Milcom Monitoring Post Profiles

Tuesday, March 13, 2007

Ariane-5 Launches SkyNet 5A

A United Kingdom military communications satellite, SkyNet 5A, was launched on an Ariane-5ECA (V175)/535 rocket on March 11, 2007 from French Guyana. Skynet 5A carries an international designator 2007-007A/SSC#30793. Skynet 5A will operate in geostationary orbit at 1 degree west in the Clarke Belt.

The Skynet-5A (and 5B) satellites were designed by the European company Astrium SAS in its Stevenage and Portsmouth production centres in the UK, and integrated in Toulouse, for Astrium Ltd/Paradigm Secure Communications based in Stevenage, under the terms of a turnkey contract with the British Ministry of Defence. Paradigm will supply secure high-speed voice and data telecommunications facilities to the British Armed Forces, NATO and other countries. Skynet-A payloads were manufactured at the Astrium site in Porthmouth (UK). Final assembly and testing were carried out in the Toulouse plant (France).

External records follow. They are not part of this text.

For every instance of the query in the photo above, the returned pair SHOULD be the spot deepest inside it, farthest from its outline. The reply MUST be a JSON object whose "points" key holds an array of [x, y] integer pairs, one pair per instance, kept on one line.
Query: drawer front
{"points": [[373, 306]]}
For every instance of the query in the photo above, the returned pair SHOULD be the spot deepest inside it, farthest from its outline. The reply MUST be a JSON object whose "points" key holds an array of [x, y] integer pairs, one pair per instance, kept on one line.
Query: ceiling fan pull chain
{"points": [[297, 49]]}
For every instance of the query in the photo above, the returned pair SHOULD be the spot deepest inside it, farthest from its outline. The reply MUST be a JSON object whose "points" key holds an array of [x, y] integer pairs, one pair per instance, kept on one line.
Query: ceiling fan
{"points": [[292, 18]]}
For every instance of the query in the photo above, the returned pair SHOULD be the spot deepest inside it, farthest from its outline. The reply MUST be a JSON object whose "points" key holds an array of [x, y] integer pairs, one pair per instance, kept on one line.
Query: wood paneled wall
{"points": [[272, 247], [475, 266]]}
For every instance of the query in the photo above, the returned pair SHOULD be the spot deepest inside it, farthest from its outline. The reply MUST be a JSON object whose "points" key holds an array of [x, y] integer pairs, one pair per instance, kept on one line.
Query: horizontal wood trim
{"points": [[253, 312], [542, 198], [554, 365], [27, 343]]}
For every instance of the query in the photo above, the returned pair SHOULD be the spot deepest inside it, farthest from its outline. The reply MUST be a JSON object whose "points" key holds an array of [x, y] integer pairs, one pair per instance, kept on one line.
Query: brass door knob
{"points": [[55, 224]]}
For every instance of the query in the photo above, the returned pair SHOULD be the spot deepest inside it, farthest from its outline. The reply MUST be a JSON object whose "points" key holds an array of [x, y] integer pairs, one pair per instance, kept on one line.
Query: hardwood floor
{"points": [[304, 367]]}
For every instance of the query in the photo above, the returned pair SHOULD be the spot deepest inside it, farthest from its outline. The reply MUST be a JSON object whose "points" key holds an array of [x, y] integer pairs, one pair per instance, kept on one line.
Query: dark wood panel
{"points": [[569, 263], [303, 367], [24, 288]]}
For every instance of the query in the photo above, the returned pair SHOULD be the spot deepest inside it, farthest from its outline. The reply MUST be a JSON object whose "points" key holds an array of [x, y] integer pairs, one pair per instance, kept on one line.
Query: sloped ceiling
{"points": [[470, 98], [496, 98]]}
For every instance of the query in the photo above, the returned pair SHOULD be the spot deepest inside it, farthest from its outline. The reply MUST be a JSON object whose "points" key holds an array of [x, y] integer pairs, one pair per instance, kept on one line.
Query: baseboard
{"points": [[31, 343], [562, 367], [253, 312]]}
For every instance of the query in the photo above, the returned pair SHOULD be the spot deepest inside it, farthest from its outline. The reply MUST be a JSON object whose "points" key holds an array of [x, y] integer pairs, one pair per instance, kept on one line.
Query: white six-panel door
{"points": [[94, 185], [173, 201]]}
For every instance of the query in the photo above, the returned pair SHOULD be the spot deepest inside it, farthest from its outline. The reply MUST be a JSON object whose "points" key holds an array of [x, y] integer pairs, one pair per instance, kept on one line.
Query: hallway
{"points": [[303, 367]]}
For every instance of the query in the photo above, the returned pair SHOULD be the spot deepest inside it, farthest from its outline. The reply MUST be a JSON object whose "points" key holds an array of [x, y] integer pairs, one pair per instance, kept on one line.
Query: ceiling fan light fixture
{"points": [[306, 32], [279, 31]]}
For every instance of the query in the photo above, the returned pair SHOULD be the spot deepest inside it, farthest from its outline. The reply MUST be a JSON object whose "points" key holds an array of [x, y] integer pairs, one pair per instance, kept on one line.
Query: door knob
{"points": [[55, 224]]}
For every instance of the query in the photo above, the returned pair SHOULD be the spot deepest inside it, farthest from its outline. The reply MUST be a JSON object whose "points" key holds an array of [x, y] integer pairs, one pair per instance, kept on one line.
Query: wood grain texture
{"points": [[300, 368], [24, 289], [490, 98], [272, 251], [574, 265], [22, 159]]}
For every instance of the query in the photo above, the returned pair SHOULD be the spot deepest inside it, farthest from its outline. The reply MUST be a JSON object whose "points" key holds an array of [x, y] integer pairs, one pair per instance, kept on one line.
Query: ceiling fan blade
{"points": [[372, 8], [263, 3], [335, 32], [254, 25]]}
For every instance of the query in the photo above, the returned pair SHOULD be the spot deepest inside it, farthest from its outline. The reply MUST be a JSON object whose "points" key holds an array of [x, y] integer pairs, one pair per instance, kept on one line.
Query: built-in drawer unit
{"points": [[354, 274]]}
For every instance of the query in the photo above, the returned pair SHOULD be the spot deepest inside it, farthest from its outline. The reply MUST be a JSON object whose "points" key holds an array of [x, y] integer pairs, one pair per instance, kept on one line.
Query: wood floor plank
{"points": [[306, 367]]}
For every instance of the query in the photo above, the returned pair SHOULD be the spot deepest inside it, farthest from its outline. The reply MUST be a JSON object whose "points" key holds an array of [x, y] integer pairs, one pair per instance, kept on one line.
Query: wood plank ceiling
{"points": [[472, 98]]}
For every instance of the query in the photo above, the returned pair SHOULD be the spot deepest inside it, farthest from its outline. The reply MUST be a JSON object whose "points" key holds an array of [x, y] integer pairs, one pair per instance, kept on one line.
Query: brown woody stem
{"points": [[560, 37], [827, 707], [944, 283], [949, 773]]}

Skynet-5A and 5B will replace the current Skynet-4 satellites, also built by EADS Astrium for Paradigm Secure Communications, owner and operator of the spacecraft.

Skynet-5A is the first of the series 5 satellites to be launched by Arianespace, following the series 4 spacecraft. It is also the 26th military payload to fly on the European launcher.

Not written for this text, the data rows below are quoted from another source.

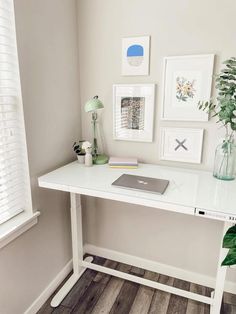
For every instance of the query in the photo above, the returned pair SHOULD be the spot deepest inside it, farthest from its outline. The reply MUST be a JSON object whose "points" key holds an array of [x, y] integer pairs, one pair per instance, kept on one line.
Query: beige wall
{"points": [[176, 28], [47, 42]]}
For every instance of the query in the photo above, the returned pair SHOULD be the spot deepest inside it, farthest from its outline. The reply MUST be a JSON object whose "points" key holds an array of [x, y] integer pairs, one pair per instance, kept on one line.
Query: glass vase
{"points": [[225, 160]]}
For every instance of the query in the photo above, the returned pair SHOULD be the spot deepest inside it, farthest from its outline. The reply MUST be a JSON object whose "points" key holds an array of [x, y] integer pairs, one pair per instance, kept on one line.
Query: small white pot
{"points": [[81, 159]]}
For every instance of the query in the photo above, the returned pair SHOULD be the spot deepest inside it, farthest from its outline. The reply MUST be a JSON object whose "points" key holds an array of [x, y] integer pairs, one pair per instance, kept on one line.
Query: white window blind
{"points": [[14, 177]]}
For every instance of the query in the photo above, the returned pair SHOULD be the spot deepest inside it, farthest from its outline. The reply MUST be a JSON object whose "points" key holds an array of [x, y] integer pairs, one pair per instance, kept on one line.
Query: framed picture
{"points": [[181, 144], [186, 81], [135, 55], [133, 111]]}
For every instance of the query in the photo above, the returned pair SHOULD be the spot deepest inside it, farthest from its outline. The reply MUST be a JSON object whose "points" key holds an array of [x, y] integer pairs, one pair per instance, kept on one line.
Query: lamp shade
{"points": [[93, 104]]}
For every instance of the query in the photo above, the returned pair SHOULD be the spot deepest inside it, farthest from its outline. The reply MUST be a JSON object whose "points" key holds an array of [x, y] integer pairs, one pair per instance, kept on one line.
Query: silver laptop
{"points": [[143, 184]]}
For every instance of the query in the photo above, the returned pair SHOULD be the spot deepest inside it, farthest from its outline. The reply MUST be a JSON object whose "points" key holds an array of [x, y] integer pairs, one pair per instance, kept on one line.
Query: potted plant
{"points": [[224, 108], [79, 151]]}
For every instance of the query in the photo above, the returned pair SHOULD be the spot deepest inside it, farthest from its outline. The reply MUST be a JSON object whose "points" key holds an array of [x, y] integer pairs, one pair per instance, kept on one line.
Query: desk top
{"points": [[189, 191]]}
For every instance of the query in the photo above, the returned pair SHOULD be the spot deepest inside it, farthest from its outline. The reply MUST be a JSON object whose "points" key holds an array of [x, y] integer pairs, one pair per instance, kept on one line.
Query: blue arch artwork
{"points": [[135, 51], [135, 55]]}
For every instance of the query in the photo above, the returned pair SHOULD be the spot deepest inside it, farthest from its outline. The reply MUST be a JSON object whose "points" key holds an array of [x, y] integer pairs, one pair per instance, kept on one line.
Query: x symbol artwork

Skynet 4B was launched in December 1988 on flight 27 on an Ariane 44LP, with Astra 1A,
Skynet 4C was launched in August 1990 on flight 38 on an Ariane 44LP, with Eutelsat II F1,
Skynet 4E was launched in February 1999 on flight 116 on an Ariane 44L, with Arabsat 3A,
Skynet-4F was launched in February 2001 on flight 139 on an Ariane 44L, with Sicral.
Skynet -5A forms part of a 3-satellite (Skynet-5A, 5B and 5C) communications system.

This system provides links with terminals on the ground, at sea and on board aircraft, with protected transmission for voice messages and high-speed digital data transmissions. When initially placed in service, the system will operate under the control of the US Air Force Satellite Control Facility (AFSCF) at the Sunnyvale station in the USA. Control will then be transferred to the British RAF ground segment at Oakhanger (with redundancy provided by the Sunnyvale facilities for a given period).

To facilitate manufacture, transport and assembly, the satellite structure has two independent platforms round a central tube on which the payload equipment is installed. The lower, Service Module (SM) carries the greater part of the Attitude Determination and Control System (ADCS), and the power units. This module is substantially derived from the Eurostar 3000 generic platform. The upper, Communication Module (CM) carries most of the communication equipment.

A Liquid Propellant apogee Engine (LAE) is used for orbit circularisation. Four identical tanks (two MMH and two NTO) are secured symmetrically round the central tube and supply the LAE mounted on the central cone, and the seven modules housing the main, redundant nozzles. The helium pressurisation tank is installed inside the central tube. The Service Module equipment is mounted on the North and South panels for the thermal dissipation units. The Chemical Propulsion System (CPS) is mounted on the bottom of the SM.

The North and South panels of the Communication Module (-Y, +Y) carry the travelling wave tubes (TWT) and other high thermal dissipation equipment, and like the Service Module panels also provide a heat-sink function. The batteries, which also require efficient temperature control, are mounted on the side walls of the SM.

The Communication Module (CM) carries two helicoidal UHF antennas. These will be deployed under remote control when the satellite is in geostationary orbit. The central part of the CM also carries an S band telemetry and telecommand (TTC) deployable mast antenna.

Electric power supply for the satellite is delivered by two solar panels, folded during the launch (on ± Y) and deployed after 3-axis stabilisation of the satellite (the outer panel of each wing is deployed one hour after separation from the launcher). Energy is supplied by a Li-lon cell battery in transfer orbit and during eclipses.

In-orbit pointing of the satellite is controlled by the ADCS, a simple and reliable system. Low-thrust (10N) thrusters are used in the pulse or continuous mode for housekeeping and attitude control operations.